DALLAS (CBSDFW.COM) - Tana Knutson will sit in her daughter's old car to breathe in her lingering scent and talk to her. She hasn't mustered the courage to clean her still messy room.

"I miss her every day. And there's never going to be a single day in my life I don't think about her," she said.

Jasmine Hassan, 21, was leaving a bar on the 2800 block of McKinney Avenue in Dallas shortly after 2:00 in the morning on March 22, when friends say she got into an argument with a man who'd asked for her number.

Friends said the man drove off, but circled back.

"They thought he got angry because she had rejected him," said Knutson.

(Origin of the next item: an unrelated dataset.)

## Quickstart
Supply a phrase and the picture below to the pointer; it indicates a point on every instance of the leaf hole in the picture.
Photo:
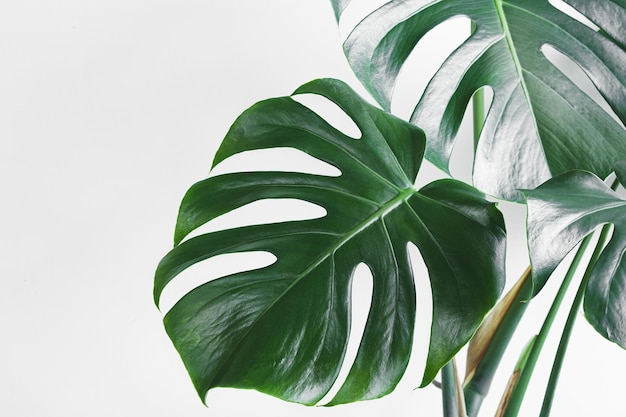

Police say, Jasmine was walking next to the man's car, as the fight continued, when she lost her footing. She fell and was run over. The driver kept going.

"I want to know what happened. What was he thinking?" said Sydney Uppal, Jasmine's 16-year-old sister.

Dallas Police homicide investigators scoured the area for video and found just one blurry picture of the car that they've identified as a 2009-2013 model plain, white Chevy Camaro.

Dallas hit-and-run suspect vehicle
Dallas hit-and-run suspect vehicle (Dallas PD)

Jasmine's mother was handing out fliers in the area, when she noticed police cameras along McKinney Avenue. Two in particular are located in the direction the driver took off.

Knutson asked a detective whether they could provide clues.

"And he was like, 'They don't work'," she said. "They should work!"

A detective confirmed the two cameras located where McKinney Avenue intersects with Fairmount Street and Boll Street weren't working.

A police department spokesperson told us at least one has since been fixed, while yet another on the same street is down.

The department currently has 354 cameras across the city, designed to work both as deterrent and and aide to investigators, who can review up to two weeks of footage, when they're functioning properly.

The ones in Uptown have been in place since 2008, according to the department.

"Someone has to know something," said Uppal.

She's now hoping someone will come forward to give her family answers in her sister's death.

Dallas Crime Stoppers is offering up to a $5,000 reward for information in the case. The anonymous tip line is available 24 hours a day, 7 days a week at 214-373-TIPS.